Spaeth is being honored this week for her seven years’ work as executive director of the Council of Community Services of Port Chester, Rye Brook and Rye Town. The results of that work are not as easily displayed. But according to those who worked with her, they have a daily impact on the community.
Spaeth directed the council, an umbrella organization for nonprofit groups, from 2003 to 2009. She brought together just about every local agency, church, school and health service on various projects.
Three years ago, for example, the council teamed up with Bowen Memorial Baptist Church in Mount Vernon to create God’s Green Market, a program that supplies farm produce to needy families in Port Chester. Volunteers harvested and distributed the vegetables in what was probably the biggest ever collaboration between local congregations, said the Rev. Bruce Baker, the pastor of All Souls Parish. Baker has been council president for the last four years.

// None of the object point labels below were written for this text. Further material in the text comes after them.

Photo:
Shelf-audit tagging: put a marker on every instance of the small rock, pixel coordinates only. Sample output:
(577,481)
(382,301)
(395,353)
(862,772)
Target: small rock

He credited Spaeth‘s tenacity and longevity for her accomplishments.
“Ann doesn’t take ‘no’ easily,” he said. “She just knows everybody, and she has the respect of so many people.”
In 2007, Spaeth helped organize the Community Cares Coalition, targeting substance abuse and other high-risk behaviors among young people. Two other offshoots are the People’s College, a series of seminars and discussions, and a knitting group that makes blankets for newborns.
Spaeth said she gained a knack for finding common interests. “You listen a lot, and you’re out a lot,” she said of her work, “and you love groups.”
At 72, Spaeth is retired from the council. She is being honored at a reception Thursday in the Performing Arts Center of Purchase College.
Her habit of public service came from her father, Thomas Barringer, who worked in government as director of the Federal Housing Administration. Spaeth and her husband, Tony, settled in Rye.
In 1980, she launched the White Plains-based Family Information and Referral Service Teams — a network that trains clergy, police, librarians, community activists, youth workers and business leaders to relay information about health and human services. During the late 1990s, Spaeth operated a Spanish-language bookstore in Port Chester called Panacea.
She has already moved on to a new project, researching the churches and synagogues of Port Chester.
Though her artmobile lasted only two summers, it continues to show results, via the lives of four original participants — the Spaeth daughters.
They are Catherine, an art history professor; Jennifer, an artistic tile specialist; Bridget, a painter; and Crispin, a choreographer.